Lors de la 82e réunion du Conseil des ministres tenue à la Cité de l’Union africaine, le chef de l’État, Félix Tshisekedi, a posé un diagnostic sans concession. La situation géopolitique internationale, en particulier les tensions au Moyen-Orient, n’est plus une simple variable d’ajustement lointaine, mais une menace tangible pour les équilibres économiques de la République démocratique du Congo. Dans un discours aussi solennel que préoccupé, le garant des institutions a tiré la sonnette d’alarme, pointant du doigt la vulnérabilité d’une économie encore trop dépendante des soubresauts du monde.
Les fondamentaux économiques, bien que présentés comme résilients, suffiront-ils à absorber les chocs à venir ? C’est la question que semble avoir posée le président en coulisse. Car les effets de contagion sont déjà perceptibles : les marchés énergétiques s’emballent, les cours des matières premières fluctuent au gré des crises, et l’inflation, ce serpent de mer des économies africaines, pourrait bien se réveiller, importée cette fois par les turbulences extérieures. Pour Félix Tshisekedi, le risque est double : une hausse des prix de l’énergie qui étranglerait la reprise, couplée à des incertitudes pesant sur les exportations minières, pilier des finances publiques. Une équation qui mettrait à mal la stabilité macroéconomique si chèrement défendue ces derniers mois.

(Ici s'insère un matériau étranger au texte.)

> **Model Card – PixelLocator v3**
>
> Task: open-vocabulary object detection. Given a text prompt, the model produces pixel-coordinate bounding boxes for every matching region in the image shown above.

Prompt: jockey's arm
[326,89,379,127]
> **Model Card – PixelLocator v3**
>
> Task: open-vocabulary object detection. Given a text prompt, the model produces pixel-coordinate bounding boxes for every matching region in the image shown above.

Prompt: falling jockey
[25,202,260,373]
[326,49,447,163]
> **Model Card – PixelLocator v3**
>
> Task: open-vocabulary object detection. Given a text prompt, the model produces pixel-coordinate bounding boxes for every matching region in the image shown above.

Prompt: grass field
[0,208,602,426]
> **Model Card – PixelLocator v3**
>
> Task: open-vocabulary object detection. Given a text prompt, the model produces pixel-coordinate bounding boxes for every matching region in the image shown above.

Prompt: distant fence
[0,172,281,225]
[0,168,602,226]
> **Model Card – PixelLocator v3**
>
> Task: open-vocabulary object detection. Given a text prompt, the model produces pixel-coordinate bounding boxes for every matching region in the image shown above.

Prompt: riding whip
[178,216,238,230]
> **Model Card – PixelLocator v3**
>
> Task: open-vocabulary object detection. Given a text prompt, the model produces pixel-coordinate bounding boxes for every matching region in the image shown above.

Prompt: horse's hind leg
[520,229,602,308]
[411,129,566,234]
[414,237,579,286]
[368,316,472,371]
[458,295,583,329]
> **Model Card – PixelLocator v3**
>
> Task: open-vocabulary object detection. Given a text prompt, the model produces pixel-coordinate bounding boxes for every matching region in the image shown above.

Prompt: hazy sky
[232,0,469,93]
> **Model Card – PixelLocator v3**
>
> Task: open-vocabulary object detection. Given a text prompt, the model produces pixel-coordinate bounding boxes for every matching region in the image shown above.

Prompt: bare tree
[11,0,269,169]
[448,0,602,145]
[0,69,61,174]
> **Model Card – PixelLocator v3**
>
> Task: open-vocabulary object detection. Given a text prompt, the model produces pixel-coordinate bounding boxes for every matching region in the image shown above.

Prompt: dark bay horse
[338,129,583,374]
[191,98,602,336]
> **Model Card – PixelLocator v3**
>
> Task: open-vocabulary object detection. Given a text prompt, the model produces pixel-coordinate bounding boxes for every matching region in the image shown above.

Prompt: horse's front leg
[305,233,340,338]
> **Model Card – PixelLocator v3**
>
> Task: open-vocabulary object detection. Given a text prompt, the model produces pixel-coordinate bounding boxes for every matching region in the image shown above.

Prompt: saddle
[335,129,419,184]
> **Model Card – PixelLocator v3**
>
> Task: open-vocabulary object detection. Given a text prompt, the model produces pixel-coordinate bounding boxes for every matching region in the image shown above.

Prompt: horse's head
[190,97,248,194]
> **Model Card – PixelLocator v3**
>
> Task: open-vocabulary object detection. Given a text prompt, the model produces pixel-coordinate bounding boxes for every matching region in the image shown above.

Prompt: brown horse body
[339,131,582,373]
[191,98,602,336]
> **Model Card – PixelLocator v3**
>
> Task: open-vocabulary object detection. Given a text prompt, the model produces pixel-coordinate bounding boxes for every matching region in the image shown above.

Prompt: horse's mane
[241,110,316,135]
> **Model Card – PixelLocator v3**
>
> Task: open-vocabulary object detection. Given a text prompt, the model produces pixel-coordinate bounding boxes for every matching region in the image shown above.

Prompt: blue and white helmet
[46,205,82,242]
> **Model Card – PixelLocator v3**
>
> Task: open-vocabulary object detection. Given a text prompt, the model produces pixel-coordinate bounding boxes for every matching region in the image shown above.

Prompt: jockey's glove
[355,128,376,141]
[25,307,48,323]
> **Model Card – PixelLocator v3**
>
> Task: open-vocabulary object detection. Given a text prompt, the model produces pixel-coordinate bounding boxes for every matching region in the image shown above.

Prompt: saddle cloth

Face à ce péril, le gouvernement est sommé de passer en mode « vigilance renforcée ». L’approche choisie est celle de l’anticipation, une stratégie qui contraste avec les réactions souvent tardives face aux crises passées. Le président a ainsi chargé la Première ministre, Judith Suminwa Tuluka, de superviser une batterie de mesures dont la mise en œuvre sera scrutée à la loupe. Au cœur du dispositif, le vice-premier ministre à l’Économie nationale se voit confier la lourde tâche d’examiner des mesures temporaires sur les prix des denrées de première nécessité. Une intervention directe sur le marché qui, si elle n’est pas calibrée avec précision, pourrait avoir des effets pervers. Le jeu consiste donc à prévenir sans étouffer, à réguler sans décourager.
La question du carburant, baromètre social et économique, occupe également une place centrale. La ministre d’État aux Hydrocarbures est chargée de garantir l’approvisionnement et d’examiner le renforcement des stocks stratégiques. Une mission cruciale tant la pénurie d’essence peut paralyser le pays en quelques jours. Parallèlement, le gouvernement entend dialoguer avec les opérateurs miniers pour évaluer l’impact de la hausse des coûts énergétiques sur ce secteur vital. Le ministère des Mines devra trouver le juste équilibre entre préservation de la compétitivité et défense des recettes de l’État, dans un contexte où chaque dollar compte.
Sur le front des finances, l’exercice est tout aussi périlleux. Le vice-premier ministre au Budget et le ministre des Finances doivent déjà préparer des scénarios budgétaires pour 2026 intégrant différentes hypothèses de dégradation de la conjoncture. Une véritable course contre la montre, alors que la planification budgétaire est souvent un processus rigide. Enfin, la coordination avec la Banque centrale du Congo sera déterminante pour préserver la stabilité du franc congolais et une gestion optimale des réserves de change. C’est là que se jouera, en grande partie, la crédibilité de la réponse étatique.
Cette mobilisation économique s’inscrit dans un cadre géopolitique plus large, celui de l’extrême volatilité au Moyen-Orient. Les échanges de tirs entre Israël et l’Iran, et les frappes américaines, créent un foyer d’instabilité dont les ondes de choc atteignent le continent africain. Le gouvernement congolais, par la voix de sa cheffe, suit avec « attention et préoccupation » l’évolution de la situation, notamment pour assurer la sécurité de ses ressortissants. La ministre des Affaires étrangères a été instruite d’évaluer les capacités des missions diplomatiques dans la région et de formuler des recommandations pour une assistance renforcée. Une dimension humaine et diplomatique qui complète le volet économique de la crise.
Au final, Félix Tshisekedi joue un rôle de chef d’orchestre face à une partition internationale de plus en plus dissonante. En exigeant des rapports d’exécution bimensuels, il place son Premier ministre et son équipe sous haute surveillance. La cohésion et la réactivité invoquées seront-elles au rendez-vous ? La capacité du gouvernement à anticiper et à coordonner ses actions face à des chocs externes constituera un test majeur de sa solidité et de son efficacité. Dans les prochaines semaines, chaque indicateur économique, du prix du pain au cours du dollar, sera lu à l’aune de cette stratégie défensive. L’enjeu est de taille : protéger le pouvoir d’achat des Congolais tout en évitant de fragiliser les acquis d’une stabilité macroéconomique encore récente. Le président a lancé l’alerte. La balle est désormais dans le camp de l’exécutif.